Yield performance is in the heart of breeding, crop research and agricultural practices (Ferrante et al., 2017). The ability of reliably classifying and predicting yield production was key for plant researchers and breeders to understand crop yield performance under complex field conditions (Jin et al., 2017). Moreover, to be able to estimate yield production during the season could facilitate growers and farmers to make reliable decisions of agronomic management such as crop rotations, fertilisation, and irrigation, so that growing conditions for crops could be optimised to facilitate more accurate and sustainable agricultural practices (Reynolds et al., 2020).
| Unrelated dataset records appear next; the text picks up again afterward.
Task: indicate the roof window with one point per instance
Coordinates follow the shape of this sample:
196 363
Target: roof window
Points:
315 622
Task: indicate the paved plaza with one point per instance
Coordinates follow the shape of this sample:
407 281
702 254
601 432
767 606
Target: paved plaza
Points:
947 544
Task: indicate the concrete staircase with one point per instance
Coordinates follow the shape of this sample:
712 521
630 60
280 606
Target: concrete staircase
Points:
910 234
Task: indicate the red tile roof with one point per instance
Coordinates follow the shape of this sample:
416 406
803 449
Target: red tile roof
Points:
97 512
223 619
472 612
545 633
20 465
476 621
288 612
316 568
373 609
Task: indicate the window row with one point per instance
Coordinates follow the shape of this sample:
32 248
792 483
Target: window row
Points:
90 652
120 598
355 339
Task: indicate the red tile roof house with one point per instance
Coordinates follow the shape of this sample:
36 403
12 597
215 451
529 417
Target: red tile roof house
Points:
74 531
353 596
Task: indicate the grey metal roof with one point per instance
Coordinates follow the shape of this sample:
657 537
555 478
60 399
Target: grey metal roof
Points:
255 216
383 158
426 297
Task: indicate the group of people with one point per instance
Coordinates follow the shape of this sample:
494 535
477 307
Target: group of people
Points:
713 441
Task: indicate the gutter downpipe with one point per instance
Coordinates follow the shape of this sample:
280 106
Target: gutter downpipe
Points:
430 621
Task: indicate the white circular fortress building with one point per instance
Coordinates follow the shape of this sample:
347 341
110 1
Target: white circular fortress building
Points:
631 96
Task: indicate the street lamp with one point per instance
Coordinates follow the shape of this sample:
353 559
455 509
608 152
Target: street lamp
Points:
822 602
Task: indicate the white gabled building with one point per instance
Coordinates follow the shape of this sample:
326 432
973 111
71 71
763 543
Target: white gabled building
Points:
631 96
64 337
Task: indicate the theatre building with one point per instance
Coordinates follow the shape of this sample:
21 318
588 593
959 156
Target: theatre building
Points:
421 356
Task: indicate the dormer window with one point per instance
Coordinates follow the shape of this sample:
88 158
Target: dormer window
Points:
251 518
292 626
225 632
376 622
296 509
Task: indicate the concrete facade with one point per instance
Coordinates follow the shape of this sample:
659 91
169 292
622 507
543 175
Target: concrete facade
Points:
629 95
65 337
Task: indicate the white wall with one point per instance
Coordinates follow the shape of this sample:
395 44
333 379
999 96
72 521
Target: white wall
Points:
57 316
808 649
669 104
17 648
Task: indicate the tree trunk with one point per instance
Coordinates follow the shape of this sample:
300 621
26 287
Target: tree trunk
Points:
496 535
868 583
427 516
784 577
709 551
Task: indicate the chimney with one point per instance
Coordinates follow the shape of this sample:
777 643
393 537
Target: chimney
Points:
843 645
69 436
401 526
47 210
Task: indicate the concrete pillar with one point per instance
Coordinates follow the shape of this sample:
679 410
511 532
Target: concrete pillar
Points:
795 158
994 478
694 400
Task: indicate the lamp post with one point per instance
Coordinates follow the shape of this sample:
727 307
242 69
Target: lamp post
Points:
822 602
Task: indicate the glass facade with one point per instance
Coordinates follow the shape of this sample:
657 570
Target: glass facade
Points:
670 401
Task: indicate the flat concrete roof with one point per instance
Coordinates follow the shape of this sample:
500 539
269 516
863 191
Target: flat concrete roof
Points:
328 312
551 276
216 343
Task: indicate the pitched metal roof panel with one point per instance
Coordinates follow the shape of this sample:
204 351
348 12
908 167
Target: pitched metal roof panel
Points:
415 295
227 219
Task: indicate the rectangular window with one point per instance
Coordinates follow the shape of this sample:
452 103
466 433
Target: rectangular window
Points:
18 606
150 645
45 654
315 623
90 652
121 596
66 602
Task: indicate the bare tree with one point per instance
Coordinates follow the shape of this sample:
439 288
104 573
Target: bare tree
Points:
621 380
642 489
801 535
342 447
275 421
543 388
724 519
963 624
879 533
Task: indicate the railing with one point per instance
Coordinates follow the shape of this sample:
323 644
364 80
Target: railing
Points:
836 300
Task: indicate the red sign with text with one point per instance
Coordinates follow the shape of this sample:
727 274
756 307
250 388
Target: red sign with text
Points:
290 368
In this study, we used wheat (Triticum aestivum) as our model plant, a key staple food in China and many countries around the world. Global wheat consumption reached 793 million tons in 2021/22 (Nduku et al., 2023), demonstrating the great significance to ensure its supply. Nevertheless, wheat yield production could be affected by many factors in the field, ranging from environmental factors to agronomic inputs (Yang et al., 2021). Hence, it is important to equip breeders and plant researchers with suitable toolkits, so that they could assess yield performance during the reproductive phase. To characterise wheat grain yield, key components such as spike number per unit area (SNpM²), grain number per spike (GNpS), and thousand grain weight (TGW) were often utilised (Griffiths et al., 2015). The SNpM² trait was regarded as a key indicator to evaluate yield potential (Bastos et al., 2020). Breeders, crop researchers, growers and farmers often manually scored or statistically estimated this trait during field surveillance (Marza et al., 2006). However, traditional methods to quantify SNpM² in the field were not only laborious, but also prone to error (Qiu et al., 2019), leading to new approaches developed to address this challenge (Furbank et al., 2019). More importantly, due to the rapidly changing climates, breeding strategies were reformed towards the improvement of crops’ climate resilience and sustainability, requiring more effective data collection and analytic tools to accelerate the process of characterising yield components (Bevan et al., 2017).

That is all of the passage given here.